On Tuesday the UC Arts Digital Lab, main office of the CEISMIC earthquake digital archive, hosted Hon Clare Curran, the current Minister of Broadcasting, Communications, and Digital Media, and Minister of Government Digital Services.
The Minister was welcomed to campus by Vice Chancellor Rod Carr and Pro-Vice Chancellor of Arts Jonathan Le Cocq to join Digital Humanities programme director Dr. Christopher Thomson, Arts Digital Lab co-director Associate Professor Donald Matheson, Lab staff, and postgraduate students working in the field of Digital Humanities for afternoon tea and discussion.
As a part of her visit, the Minister was interested in learning more about the successes and challenges of CEISMIC, the federated digital archive that was established by UC in the wake of the 2010/2011 Canterbury earthquakes. She asked about how CEISMIC managed to establish itself following a period of crisis and the legacy it has left behind for other populations that may be faced with disaster.
“This was a great opportunity to communicate to the Minister the value of the CEISMIC digital archive, and to highlight the ways in which UC was able to coordinate a range of different consortium partners to contribute their data to a repository that has served as a key digital resource for both researchers and community organisations,” says Dr.

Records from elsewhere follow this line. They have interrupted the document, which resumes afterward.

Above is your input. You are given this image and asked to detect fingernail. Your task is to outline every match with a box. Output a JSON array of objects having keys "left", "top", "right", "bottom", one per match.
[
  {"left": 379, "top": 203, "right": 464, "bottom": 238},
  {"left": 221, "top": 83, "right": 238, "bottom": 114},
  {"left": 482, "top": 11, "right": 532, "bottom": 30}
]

Christopher Thomson.
The CEISMIC programme led by Professor Paul Millar (UC English) in 2012 has since grown into a broader initiative of Digital Humanities teaching and research at UC, as well as the establishment of the UC Arts Digital Lab. “Through the successes of CEISMIC, UC Arts has been able to provide a programme of study that increases our students’ digital literacy while cultivating critical thinking and an understanding of culture and society,” says Professor Jonathan Le Cocq.
The Minister also discussed with the group issues facing the current digital landscape such as data governance, privacy issues, and the need for open and publicly accessible media. She noted the increasingly dispersed nature of digital media spaces and the need to ensure that public digital media remain independent and separate from commercial practice.
“The whole Facebook and Cambridge Analytica debacle is a great example of how our data can be misused without our knowledge,” says Associate Professor Donald Matheson. “The need to be able to understand and critically interrogate the underlying structures and frameworks of the contemporary digital world is increasingly pertinent.”